Listen to a few songs from Ritto, and you'll notice his trademark ad-lib: Yakkeh! It's a local word in Okinawa that's a cross between "bad" and "awesome," and he uses it almost as often as Gucci Mane said burrr. "I don't really say it that often in normal life," Ritto admits, "but people love it at concerts. It's like an Okinawan pride thing."

Talking to him on Skype is like watching one of his music videos: no matter how serious the subject matter gets, somehow everyone in the room ends up laughing. Take, for example, "1.2.1.2.," embedded below. Visually, it's a day in the sun with Ritto and his buddies as they hang out on the beach and play soccer with baseball bats. The beat, produced by Olive Oil, is ecstatic and just a little unhinged, sounding like a car alarm going off at a village festival. But lyrically, Ritto is railing at everyone from J-Pop groups like AKB48 to the mass media. He even throws in a shoutout to Taro Yamamoto, a former actor that, following the Fukushima Daiichi meltdown in 2011, lost his job after speaking out against nuclear reactors. "I kinda freaked out after I wrote that," Ritto admits. "I looked back at my lyrics, and I was like, 'Shit, can I say his name? Should we censor it?' But in the end, it felt right, so we kept it."
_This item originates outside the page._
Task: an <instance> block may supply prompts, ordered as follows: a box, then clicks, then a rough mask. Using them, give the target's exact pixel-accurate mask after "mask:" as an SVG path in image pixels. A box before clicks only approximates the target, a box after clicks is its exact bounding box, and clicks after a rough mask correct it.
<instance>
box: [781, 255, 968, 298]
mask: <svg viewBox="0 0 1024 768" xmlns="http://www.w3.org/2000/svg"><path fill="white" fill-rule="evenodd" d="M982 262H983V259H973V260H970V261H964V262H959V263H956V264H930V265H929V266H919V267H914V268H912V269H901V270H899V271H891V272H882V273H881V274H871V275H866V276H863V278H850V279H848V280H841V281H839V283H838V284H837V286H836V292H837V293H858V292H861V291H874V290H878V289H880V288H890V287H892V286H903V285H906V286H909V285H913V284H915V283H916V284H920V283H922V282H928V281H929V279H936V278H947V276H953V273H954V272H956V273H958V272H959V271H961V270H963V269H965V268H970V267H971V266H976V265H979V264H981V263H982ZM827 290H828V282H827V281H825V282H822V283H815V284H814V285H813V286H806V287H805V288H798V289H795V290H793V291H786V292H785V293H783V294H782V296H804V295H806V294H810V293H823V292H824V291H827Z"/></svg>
Another one of his tracks, "Miraininai," sums up the place he calls home: Once a kingdom, turned into a ghetto/ And now a resort. Okinawa is an archipelago about 500 miles south of mainland Japan; altogether, its hundreds of islands make up an area that's about one-twelfth the size of the state of Hawaii. Before Okinawa was annexed by Japan in the 19th century, it was a powerful trading kingdom in the Pacific, with people living there since the stone age. Today, it's a hub for tourists, and the poorest prefecture in Japan.
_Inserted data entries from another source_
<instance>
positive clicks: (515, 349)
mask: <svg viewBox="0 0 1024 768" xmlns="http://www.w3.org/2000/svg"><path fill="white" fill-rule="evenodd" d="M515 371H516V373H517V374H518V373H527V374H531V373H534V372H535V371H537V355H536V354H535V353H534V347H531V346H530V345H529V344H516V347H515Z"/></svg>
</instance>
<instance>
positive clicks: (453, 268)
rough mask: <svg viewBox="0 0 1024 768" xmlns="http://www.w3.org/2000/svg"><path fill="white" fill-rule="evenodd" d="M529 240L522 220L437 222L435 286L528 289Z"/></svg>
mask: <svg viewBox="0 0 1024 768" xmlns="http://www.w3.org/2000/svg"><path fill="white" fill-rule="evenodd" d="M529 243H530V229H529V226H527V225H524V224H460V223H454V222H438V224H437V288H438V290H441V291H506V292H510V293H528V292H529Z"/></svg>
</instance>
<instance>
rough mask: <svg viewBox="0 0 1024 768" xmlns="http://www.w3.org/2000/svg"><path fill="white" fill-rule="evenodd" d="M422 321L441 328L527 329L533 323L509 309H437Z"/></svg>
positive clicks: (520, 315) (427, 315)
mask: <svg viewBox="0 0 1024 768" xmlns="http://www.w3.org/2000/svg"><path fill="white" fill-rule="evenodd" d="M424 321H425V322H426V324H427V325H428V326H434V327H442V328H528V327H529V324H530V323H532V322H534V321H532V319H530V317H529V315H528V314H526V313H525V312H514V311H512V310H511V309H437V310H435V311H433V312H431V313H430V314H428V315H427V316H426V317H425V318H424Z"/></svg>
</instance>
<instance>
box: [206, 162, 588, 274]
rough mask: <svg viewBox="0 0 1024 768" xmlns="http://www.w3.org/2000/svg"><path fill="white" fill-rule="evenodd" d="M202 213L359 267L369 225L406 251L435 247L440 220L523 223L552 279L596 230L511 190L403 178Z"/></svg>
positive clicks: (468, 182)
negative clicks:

To most mainland Japanese, Okinawa is seen as a carefree island paradise, but life there is a life of fences. WWII changed everything: a quarter of its population died in a single battle—some due to U.S. gunfire, but many in forced suicides ordered by the Japanese military. Now, over 10 percent of the total land area is occupied by the US military, which is closed off to most Okinawans. Ritto knows what it is like to hear MV-22 Ospreys fly over an elementary school playground, or come home to news of a neighbor being sexually assaulted by U.S. military personnel. "It's something you're born into," he says. "Every rapper here in Okinawa has at least one song about that."

Ritto, who was named after the L.A. jazz guitarist Lee Ritenour, started writing lyrics after hearing Coolio's "Gangster's Paradise" in fifth grade. At 17, he started prowling around hip-hop clubs, looking for U.S. military personnel to battle. "Everyone else was rapping in English, but I don't speak any English at all, and they didn't know Japanese. But you can judge based on someone's flow, you know?"
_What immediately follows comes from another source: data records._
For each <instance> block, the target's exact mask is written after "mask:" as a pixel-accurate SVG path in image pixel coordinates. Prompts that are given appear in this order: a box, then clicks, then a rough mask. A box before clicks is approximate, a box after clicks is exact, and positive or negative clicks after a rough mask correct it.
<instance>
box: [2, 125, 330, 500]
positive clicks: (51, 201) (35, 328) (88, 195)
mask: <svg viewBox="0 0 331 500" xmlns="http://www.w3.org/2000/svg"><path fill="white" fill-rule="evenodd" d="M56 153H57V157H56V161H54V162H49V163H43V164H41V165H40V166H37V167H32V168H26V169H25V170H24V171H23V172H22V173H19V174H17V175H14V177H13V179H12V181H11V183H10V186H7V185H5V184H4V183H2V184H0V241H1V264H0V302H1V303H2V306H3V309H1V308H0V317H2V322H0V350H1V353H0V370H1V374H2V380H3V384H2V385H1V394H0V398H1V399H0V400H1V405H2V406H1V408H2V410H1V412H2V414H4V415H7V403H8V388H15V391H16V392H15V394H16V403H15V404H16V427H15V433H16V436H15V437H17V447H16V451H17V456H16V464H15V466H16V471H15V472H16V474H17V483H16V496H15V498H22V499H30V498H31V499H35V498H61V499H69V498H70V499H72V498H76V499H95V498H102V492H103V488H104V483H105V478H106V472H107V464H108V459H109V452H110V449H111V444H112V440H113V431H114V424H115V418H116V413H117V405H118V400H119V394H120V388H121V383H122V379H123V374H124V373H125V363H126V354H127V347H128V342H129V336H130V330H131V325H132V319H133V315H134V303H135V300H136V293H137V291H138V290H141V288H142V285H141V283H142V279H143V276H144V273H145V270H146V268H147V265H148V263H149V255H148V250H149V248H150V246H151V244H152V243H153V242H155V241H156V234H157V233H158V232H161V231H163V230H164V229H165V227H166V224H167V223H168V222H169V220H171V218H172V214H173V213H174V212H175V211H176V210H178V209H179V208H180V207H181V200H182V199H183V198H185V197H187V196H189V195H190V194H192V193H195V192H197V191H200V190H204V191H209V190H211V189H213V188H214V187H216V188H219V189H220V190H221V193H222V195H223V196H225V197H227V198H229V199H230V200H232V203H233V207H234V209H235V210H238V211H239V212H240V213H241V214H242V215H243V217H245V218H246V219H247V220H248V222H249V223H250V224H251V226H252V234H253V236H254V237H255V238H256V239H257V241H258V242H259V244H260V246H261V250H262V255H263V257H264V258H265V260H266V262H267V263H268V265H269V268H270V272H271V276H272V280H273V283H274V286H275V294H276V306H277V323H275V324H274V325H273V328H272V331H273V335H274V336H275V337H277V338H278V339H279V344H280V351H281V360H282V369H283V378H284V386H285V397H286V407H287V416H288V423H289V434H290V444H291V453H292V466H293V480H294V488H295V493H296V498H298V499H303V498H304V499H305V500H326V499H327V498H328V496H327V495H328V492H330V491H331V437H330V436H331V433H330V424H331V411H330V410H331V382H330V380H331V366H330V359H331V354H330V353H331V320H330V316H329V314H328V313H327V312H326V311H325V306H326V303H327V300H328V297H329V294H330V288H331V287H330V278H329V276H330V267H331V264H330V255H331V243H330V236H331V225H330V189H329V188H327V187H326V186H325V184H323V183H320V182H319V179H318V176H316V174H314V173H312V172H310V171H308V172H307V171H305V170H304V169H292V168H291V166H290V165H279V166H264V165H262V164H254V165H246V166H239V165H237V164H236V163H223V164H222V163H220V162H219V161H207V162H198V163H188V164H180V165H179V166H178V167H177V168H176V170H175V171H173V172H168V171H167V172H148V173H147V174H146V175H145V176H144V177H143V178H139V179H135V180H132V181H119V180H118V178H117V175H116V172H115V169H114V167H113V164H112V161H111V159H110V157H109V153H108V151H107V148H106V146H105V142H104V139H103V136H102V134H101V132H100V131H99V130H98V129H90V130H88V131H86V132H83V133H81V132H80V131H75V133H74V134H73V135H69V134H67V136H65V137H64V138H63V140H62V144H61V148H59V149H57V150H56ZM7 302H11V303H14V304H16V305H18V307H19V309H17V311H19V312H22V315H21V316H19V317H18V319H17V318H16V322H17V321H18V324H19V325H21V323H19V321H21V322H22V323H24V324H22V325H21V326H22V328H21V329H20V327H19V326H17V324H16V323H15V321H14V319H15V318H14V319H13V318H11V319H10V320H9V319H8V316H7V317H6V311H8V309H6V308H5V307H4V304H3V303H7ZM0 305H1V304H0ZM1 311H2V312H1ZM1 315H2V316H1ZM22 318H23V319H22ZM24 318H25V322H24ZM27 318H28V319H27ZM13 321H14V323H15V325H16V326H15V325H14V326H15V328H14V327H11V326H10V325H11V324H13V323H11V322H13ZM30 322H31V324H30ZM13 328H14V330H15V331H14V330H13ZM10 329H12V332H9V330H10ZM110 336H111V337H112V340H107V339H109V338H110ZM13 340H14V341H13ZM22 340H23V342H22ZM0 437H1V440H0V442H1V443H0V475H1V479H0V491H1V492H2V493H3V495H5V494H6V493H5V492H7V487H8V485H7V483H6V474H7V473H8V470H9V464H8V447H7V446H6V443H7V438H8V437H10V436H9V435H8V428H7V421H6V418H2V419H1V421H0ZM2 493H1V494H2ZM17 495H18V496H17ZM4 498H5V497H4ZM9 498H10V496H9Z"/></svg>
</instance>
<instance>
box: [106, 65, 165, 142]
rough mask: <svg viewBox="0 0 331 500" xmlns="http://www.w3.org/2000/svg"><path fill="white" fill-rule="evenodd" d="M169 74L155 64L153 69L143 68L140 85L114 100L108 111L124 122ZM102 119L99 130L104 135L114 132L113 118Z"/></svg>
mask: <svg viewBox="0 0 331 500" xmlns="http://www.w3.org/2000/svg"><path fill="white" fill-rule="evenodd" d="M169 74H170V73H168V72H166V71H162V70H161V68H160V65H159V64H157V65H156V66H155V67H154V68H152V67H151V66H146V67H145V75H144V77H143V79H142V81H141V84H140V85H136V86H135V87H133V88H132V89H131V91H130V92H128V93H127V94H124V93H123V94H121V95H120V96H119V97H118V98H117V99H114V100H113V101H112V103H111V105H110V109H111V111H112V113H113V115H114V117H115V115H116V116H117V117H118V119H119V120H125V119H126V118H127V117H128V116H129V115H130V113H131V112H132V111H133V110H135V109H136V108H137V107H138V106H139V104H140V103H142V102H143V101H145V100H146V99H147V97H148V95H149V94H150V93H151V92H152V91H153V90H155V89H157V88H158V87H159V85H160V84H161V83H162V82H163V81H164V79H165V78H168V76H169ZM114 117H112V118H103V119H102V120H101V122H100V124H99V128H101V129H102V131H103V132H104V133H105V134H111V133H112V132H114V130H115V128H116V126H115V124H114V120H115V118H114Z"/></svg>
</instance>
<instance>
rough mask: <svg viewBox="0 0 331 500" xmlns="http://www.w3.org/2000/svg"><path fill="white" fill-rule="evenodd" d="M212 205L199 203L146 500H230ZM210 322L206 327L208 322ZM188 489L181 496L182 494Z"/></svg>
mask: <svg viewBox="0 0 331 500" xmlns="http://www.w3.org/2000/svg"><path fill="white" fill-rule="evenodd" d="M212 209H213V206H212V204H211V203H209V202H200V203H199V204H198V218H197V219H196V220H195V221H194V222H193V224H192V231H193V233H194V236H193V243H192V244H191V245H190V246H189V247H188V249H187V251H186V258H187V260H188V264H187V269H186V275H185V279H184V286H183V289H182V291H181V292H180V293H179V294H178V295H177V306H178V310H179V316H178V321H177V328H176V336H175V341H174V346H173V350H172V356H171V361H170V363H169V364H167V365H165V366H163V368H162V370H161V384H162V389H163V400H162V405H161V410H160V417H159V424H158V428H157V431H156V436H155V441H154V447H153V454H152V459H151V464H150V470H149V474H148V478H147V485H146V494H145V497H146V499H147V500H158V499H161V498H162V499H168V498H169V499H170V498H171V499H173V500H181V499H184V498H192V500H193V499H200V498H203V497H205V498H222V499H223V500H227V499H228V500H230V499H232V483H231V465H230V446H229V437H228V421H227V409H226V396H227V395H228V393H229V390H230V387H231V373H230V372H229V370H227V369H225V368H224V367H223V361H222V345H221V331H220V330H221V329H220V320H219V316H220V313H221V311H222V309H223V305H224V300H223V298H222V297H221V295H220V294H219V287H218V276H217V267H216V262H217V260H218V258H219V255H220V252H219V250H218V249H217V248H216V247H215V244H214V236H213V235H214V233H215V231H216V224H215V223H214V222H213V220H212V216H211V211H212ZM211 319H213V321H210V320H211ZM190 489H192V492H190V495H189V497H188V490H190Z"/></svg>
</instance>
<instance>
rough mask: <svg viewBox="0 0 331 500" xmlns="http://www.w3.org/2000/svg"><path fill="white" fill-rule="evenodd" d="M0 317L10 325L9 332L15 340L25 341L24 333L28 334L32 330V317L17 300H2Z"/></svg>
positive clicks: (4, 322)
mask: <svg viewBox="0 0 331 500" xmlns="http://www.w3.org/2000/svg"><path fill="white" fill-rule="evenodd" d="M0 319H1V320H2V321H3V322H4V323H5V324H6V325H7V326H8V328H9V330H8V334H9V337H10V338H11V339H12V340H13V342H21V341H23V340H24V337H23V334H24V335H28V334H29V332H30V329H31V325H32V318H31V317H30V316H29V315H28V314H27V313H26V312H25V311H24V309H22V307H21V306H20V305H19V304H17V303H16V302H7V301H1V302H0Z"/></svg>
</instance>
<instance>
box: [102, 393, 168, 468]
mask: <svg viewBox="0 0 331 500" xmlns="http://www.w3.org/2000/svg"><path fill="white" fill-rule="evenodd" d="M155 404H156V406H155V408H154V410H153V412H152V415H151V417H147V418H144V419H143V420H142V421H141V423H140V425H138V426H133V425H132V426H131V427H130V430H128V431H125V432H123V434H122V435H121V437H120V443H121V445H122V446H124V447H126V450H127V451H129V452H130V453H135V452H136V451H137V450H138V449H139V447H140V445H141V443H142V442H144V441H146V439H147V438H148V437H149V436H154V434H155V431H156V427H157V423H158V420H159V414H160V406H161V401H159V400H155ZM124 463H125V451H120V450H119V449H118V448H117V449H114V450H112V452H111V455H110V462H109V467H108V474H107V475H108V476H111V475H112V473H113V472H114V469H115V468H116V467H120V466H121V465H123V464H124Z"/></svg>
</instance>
Before debuting in 2006 and settling in with his label/crew Akazuchi, from whom he's released two LPs, Ritto spent a lot of time being angry. At Japanese "mainlanders," at the older generation of Okinawans, at America. The earthquake that devastated the Tohoku region in 2011 made him rethink things, though. "It's not just Okinawa—all of Japan has been struggling. My friend that used to live in New York told me that the U.S. military goes into the ghetto and pressures young black guys into signing up. They don't have any other choices. So then I realized, 'Damn, a lot of the military dudes, they've got it pretty bad too.'" He suddenly bursts into laughter, and adds, in English, "Fuckin' crazy, man!"

Later, he asks me a question of his own. "FADER is an American magazine, right?" I tell him it is. "Okay, make sure you get this," he says, pausing to pull out another cigarette. "Okinawa is not just a resort. I love it, but it's not paradise. It's hard sometimes. But we're not helpless." He smiles, and leans back in his chair. "We're out here, and we're surviving. We're strong. Make sure you tell them that." Yakkeh.